Bisnis.com, JAKARTA — Otoritas Jasa Keuangan (OJK) memproyeksikan penerbitan aturan turunan soal kontribusi perbankan di bursa karbon Indonesia, setelah bursa meluncur pada akhir bulan lalu. Seiring dengan proyeksi tersebut, PT Bank Rakyat Indonesia (Persero) Tbk. (BBRI) pun kian gencar mempersiapkan keterlibatannya di perdagangan.

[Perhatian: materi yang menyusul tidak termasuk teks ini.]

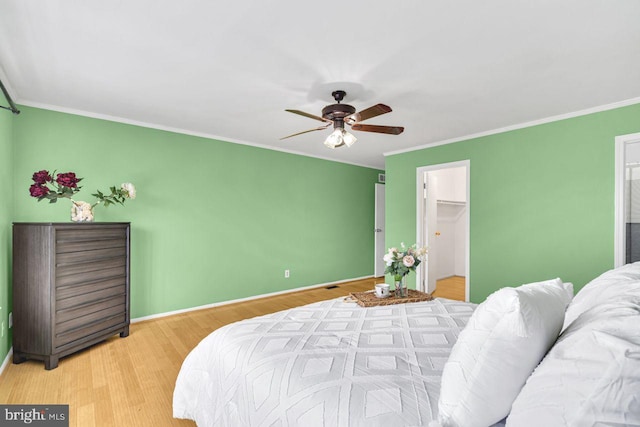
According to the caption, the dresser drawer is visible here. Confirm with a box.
[56,237,127,254]
[56,257,127,280]
[56,260,127,288]
[56,277,127,312]
[54,311,127,351]
[56,293,126,326]
[56,227,127,247]
[56,245,127,267]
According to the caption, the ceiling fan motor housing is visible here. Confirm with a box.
[322,104,356,120]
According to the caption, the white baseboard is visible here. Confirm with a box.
[0,347,13,375]
[131,276,373,323]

Corporate Secretary BRI Agustya Hendy Bernadi mengatakan BRI akan berpartisipasi secara aktif menyukseskan inisiatif pemerintah maupun regulator terkait dengan bursa karbon itu. "Partisipasi tersebut merupakan bentuk komitmen serta kontribusi BRI dalam pencapaian target pemerintah untuk mengantisipasi dampak perubahan iklim yang dinyatakan dalam enhanced-NDC Indonesia," ujarnya kepada Bisnis pada Kamis (12/10/2023).

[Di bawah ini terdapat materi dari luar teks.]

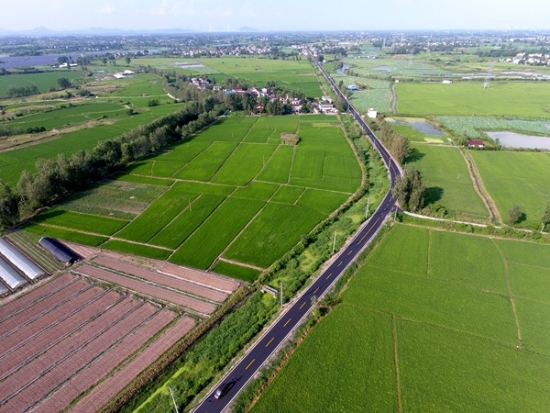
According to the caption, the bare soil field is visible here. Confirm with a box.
[0,267,196,413]
[72,264,217,315]
[0,243,241,413]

Partisipasi program dekarbonisasi dan penyelenggaraan nilai ekonomi karbon di BRI juga telah menjadi bagian dari strategi keberlanjutan yang fokus pada tiga dimensi, yakni environmental, social, dan governance atau ESG.
Sebelumnya, ia juga mengatakan perseroan telah aware dan turut mendukung serta berpartisipasi aktif dalam hal pengelolaan emisi di dalam operasional bisnis. Bank pelat merah itu misalnya mengadopsi standar global science based target initiatives (SBTi) dengan mengimplementasikan inisiatif yang secara langsung dapat menurunkan emisi kegiatan operasional maupun bisnis.
"Strategi dan inisiatif BRI dalam mendukung net zero emission juga di antaranya penggunaan kendaraan listrik, pemasangan solar panel, penggunaan teknologi lain yang rendah emisi, serta melakukan dukungan secara finansial dan nonfinansial yang dibutuhkan nasabah portofolio pinjaman dan investasi sehingga transisi ekonomi dapat dilakukan," tutur Hendy.
Adapun, bursa karbon telah meluncur dan menjalankan perdagangan perdana pada bulan lalu (26/9/2023). Saat peluncuran, bursa karbon telah menghimpun transaksi Rp29,2 miliar.
Bursa Efek Indonesia (BEI) juga mencatatkan volume perdagangan karbon perdana mencapai 459.953 ton unit karbon. Transaksi yang tercatat hingga penutupan adalah 27 kali transaksi.
Sementara itu, harga karbon pada pembukaan dan penutupan tidak mengalami perubahan, yakni pada Rp77.000 per unit karbon.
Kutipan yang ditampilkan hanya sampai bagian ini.